Pakistan is heavily dependent on the IMF and currently implementing a short-term $3 billion agreement.

Former Pakistani prime minister Imran Khan (Photo by ARIF ALI/AFP via Getty Images)

By: Shubham Ghosh

IMRAN Khan, the incarcerated former prime minister of Pakistan, on Thursday (22) revealed his intention to communicate with the International Monetary Fund (IMF), urging the global financial institution to suspend its assistance to the financially struggling nation until an “audit” of the contentious elections, marred by allegations of vote tampering, is conducted.

The statement by the cricketer-turned-politician, originating from his confinement in Adiala Jail in Rawalpindi where he has been held since last year, was relayed by Barrister Ali Zafar following a meeting.

“A letter will be written to the International Monetary Fund that it should first seek an audit of elections and then decide about any loan to Pakistan,” Zafar said, adding that any loan to Pakistan without an audit of votes would be harmful to the country facing financial woes.

Zafar, who has also been nominated by Khan to contest intra-party election for the chairman’s post, also said that the IMF has laws which bar aid to countries not having democratic governments.

Read: Pakistan manages to find a government but who will bell the cat, the economy, now?

He said a democratic government was only possible after having fair and free elections. He rejected the impression that the letter would further jeopardise Pakistan’s fragile economy which, without assistance from the donors, may default on external liabilities.

Pakistan is heavily dependent on the IMF and currently implementing a short-term $3 billion (£2.37 billion) agreement. The global lender has already provided two tranches of loan and the last tranche of $1.2 (£951.2 million) is expected by the end of March or early April.

Read: Understanding Pakistan’s post-election scenario

According to experts, the new government after taking office would have to enter into fresh talks with the IMF to get a new loan.

The statement by Khan drew criticism from his opponents, who said that the former prime minister was bent on damaging the country. Pakistan Muslim League-Nawaz (PML-N) leader Atta Tarar condemned the statement about writing a letter to the IMF and said that the Pakistan Tehreek-e-Insaf (PTI) leader was trying to harm the country.

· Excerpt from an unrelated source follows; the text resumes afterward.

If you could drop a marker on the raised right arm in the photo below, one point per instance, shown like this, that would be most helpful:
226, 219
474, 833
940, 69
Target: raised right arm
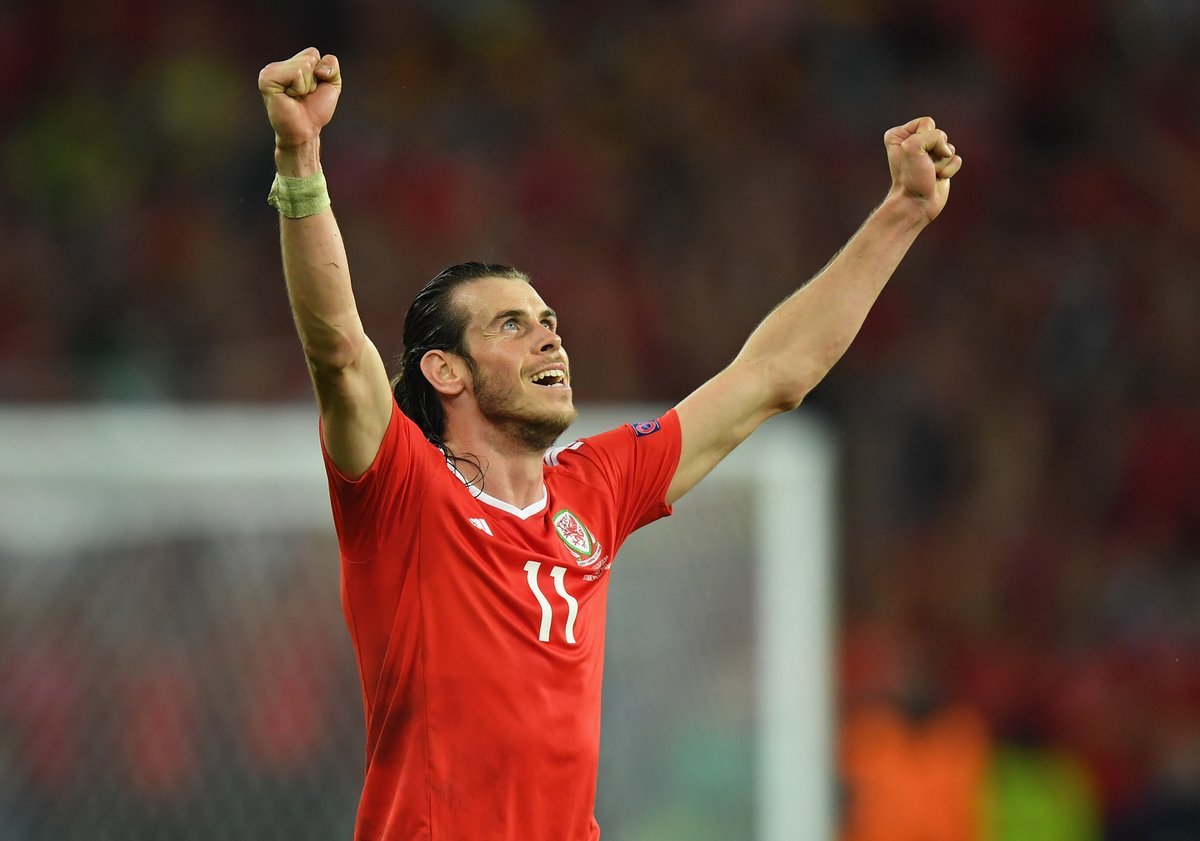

“The party has always tried to damage the country to save its politics,” he said.

PML-N, PPP to share power

The development comes after the PML-N and the Pakistan Peoples Party (PPP) agreed on a power-sharing deal to form a coalition government led by former prime minister Shehbaz Sharif. No political party managed to secure enough seats in the National Assembly following the February 8 general elections, leading to a hung parliament.

Both the PML-N and the PPP won fewer seats in parliament than candidates backed by Khan in an election mired in controversies, including vote rigging. Khan, who could not contest the elections due to his convictions in some cases including that of corruption, has been barred from holding any public office for 10 years.

The PTI has said that the PML-N and PPP are trying to form a government with a stolen mandate and the nation would not accept the “PDM 2.0”. It alleged the “regime change conspiracy” was backed by the chief election commissioner by making a mockery of the Constitution and law in the country.

The IMF’s review mission might visit Islamabad by the end of this month or early next month, provided the government formation at the federal and provincial levels is complete. The mission will finalise the salient features of the anticipated medium-term bailout package to avert a default on repayment of foreign debts.

Earlier, the IMF’s review mission was scheduled to visit the country in the first week of February, but the delegation refused to visit on the eve of the general elections. After the general elections threw a fractured mandate, doubts have been raised about the fairness of the whole process, with the US, the European Union, and other countries demanding an investigation into the irregularities and fraud allegations.

Pakistan’s foreign exchange reserves hovered around $8.04 billion (£6.37 billion) during the week ending February 2, after witnessing a decline in reserves by $173 million (£137.1 million) due to external debt repayments.